We like to think we are good and kind people who have listened to enough podcasts to know the right way to act. But, we can, at times, be sneering and pretentious. We do have our flaws. We found it hard to say ‘job at a dog food company' without cracking up.
We have returned to this city because of circumstances outside of our control, but we are doing what we can. We have talked our way into renting an apartment in a beautiful neighbourhood with no signs of decay. To satisfy the landlord, we were asked to install apps that let them see into our bank accounts. From here, we will continue our search for a place to stand permanently - not for money or fame or glory, but out of a our simple hope that, somewhere, firm ground still exists.
This week, we read that electricity costs more here than in any other country in the world.

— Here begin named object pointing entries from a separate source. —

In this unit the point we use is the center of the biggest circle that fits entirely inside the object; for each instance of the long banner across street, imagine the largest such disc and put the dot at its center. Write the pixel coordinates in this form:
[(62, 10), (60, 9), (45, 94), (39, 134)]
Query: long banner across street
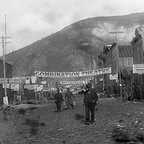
[(73, 74)]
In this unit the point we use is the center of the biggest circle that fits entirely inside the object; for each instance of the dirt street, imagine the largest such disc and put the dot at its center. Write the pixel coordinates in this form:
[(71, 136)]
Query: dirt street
[(45, 126)]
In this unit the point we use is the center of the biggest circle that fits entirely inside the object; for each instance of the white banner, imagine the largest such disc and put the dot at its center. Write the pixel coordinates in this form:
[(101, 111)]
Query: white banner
[(138, 68), (74, 74), (114, 77)]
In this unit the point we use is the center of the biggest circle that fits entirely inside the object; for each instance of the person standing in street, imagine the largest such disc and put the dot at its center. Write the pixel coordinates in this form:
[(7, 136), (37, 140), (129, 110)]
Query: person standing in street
[(90, 101), (58, 100), (69, 99)]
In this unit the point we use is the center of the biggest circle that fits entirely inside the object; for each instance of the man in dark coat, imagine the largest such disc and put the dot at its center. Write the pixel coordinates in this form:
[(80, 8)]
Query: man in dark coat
[(69, 99), (90, 101), (58, 100)]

We also read that the bosses of our water company received nine million in bonus money even though there is more raw sewage in our water than ever before. This place is a bucket of greedy crabs, but we will not let ourselves feel embattled, persecuted or beleaguered. We are staying cheery and training our brains to look on the bright set. We watched twenty minutes of a documentary that idealised living conditions in other countries and forced ourselves to reject it outright.
We are pursuing miracles as a device for perception-correction. Only creations of light will be real, everything else will be considered part of the nightmare and not allowed to exist.
In this mode, we will be able to see time as an illusion and use it constructively to get jobs where we are not asked to woof like dogs. We will plan a life for ourselves far away from this place, and bank sufficient funds to get set up. We will read books, take walks, and see our friends. Then, when our lease is up, we will go.
"A miracle is a correction factor introduced into false thinking. It acts as a catalyst, shaking up erroneous perception and reorganizing it properly. This places you under the atonement principle, where perception is healed. Until this has occurred, revelation of the divine order is impossible."
Right now, we are learning to perceive our surroundings fully instead of only selectively to see if that helps.